J'espère avoir une conception de la mise en scène qui soit libre et ouverte. Je crains d'avoir parfois dû « contourner », donc ma mise en scène n'est plus libre et ouverte à ces moments-là, comme je l'aurais voulu. Par contre il y a dans ce film des choses qui certainement définissent la manière dont je filmerai dans le futur si jamais je peux tourner dans des conditions normales.
Que penses-tu des théories sur la mise en scène de certains des tenants d'un « nouveau cinéma » ?
Il y a un pseudo « nouveau cinéma » et un vrai « nouveau cinéma ». Je ne pense pas grand chose du pseudo « nouveau cinéma ». Mais le nouveau cinéma, celui de films comme Leo the Last ou Portrait d'une enfant déchue pour prendre l'exemple de deux films tout à fait marquants, me paraît à la fois complètement nouveau et complètement en prolongement avec le cinéma de Lang, de Walsh, c'est un même sillon qui se poursuit. Lang et Walsh, pour ne prendre que ces deux exemples, ne faisaient peut-être upas un cinéma intellectualisant, mais un cinéma extrêmement intelligent. Ce n'était pas un cinéma qui se faisait par hasard, même s'il était extrêmement spontané dans certains cas. La rupture se fait quand on ne veut pas prendre le cinéma pour ce qu'il est. Il y a une sorte de conspiration qui vient des gens qui, sachant très bien qu'ils ne savent pas mettre en scène, cherchent à créer une confusion des valeurs en portant la médiocrité en avant. Il n'y a pas une manière unique de mettre en scène, et je défends des cinéastes très différents. La mise en scène, comme l'écriture, dépend d'un certain nombre de règles. Je suis surpris que certains cinéastes soient considérés alors qu'ils mettent très mal en scène. Au niveau de la littérature, on n'arriverait pas à considérer des gens qui écrivent très très mal comme des grands écrivains.
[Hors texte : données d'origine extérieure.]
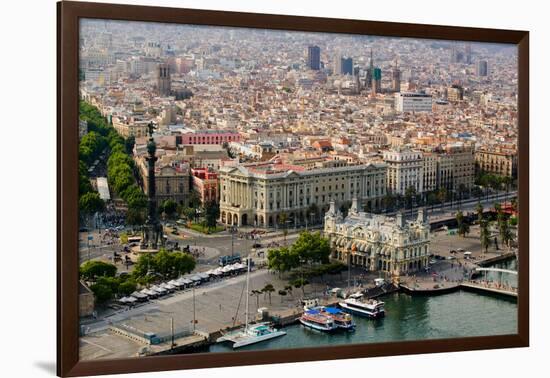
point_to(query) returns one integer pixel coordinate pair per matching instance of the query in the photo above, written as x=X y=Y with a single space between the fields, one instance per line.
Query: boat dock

On pourrait te répondre qu'il faut renoncer aux conventions et aux artifices de la mise en scène.
Je ne crois pas que la mise en scène soit faite de conventions et d'artifices. J'ai parlé au contraire d'une mise en scène libre et ouverte. C'est toujours cette conception de la mise en scène que j'ai défendue, et j'espère que c'est elle qui domine dans mon film.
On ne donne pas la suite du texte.